Milkers in rotary parlor
November 23, 2016

Labor Shortage Impacting Milk Quality

 |  By: Mike Opperman

As the availability of labor, both immigrant and domestic, becomes shorter the ability to find skilled labor to milk cows dwindles as well. Opportunities available in construction, hospitality, manufacturing and other industries makes finding and keeping good workers difficult.

“The biggest issue I see on large dairies is finding labor to work in the parlor,” says Linda Tikofsky, DVM, professional services veterinarian with Boehringer Ingelheim Vetmedica. “Due to the improvement in the economy dairies aren’t seeing the applicants. Before they had lots, now the pool has dried up.”

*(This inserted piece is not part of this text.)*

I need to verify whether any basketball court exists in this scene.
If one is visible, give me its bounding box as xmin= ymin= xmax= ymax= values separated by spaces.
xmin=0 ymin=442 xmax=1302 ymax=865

Not having skilled labor to work in the parlor is an issue when it comes to milk quality. Protocols and standard operating procedures are in place to guide proper milk harvest, but compliance to these procedures becomes an issue when employee turnover is high and experience is low. “It’s difficult to maintain compliance when you don’t have a dedicated workforce that understands the importance of routine and the value of it,” Tikofsky says.

To keep employees trained and focused on following the right procedures, Tikofsky recommends an emphasis on training and retraining workers. “Management should develop good protocols, have good standard operating procedures, and then communicate those procedures effectively,” she says. “Then train, retrain and train again.”

Focusing on outcomes that relate to milk quality is one way to identify if proper procedures are being followed. Gary Neubauer, DVM, senior manager of dairy technical services with Zoetis, says understanding outcomes such as new infection rate, chronic infection rate, first test linear scores, dry cow cure rates and relapse rates indicate how well procedures are being followed in the parlor and in the barn. If any of these indicators are trending downward, he says it’s time to look at procedural drift.

“Dairies should have at a minimum quarterly training sessions to address protocol drift,” Neubauer says. “Milkers need to understand the how and why of milking routines so they understand the importance of their role in milk quality.”

As the grass becomes greener for employees off the farm, the importance of finding and keeping the right people becomes more important. Because those that stay may have less skill and experience milking cows, it’s important to maintain a consistent training protocol to ensure the right milking procedures are followed.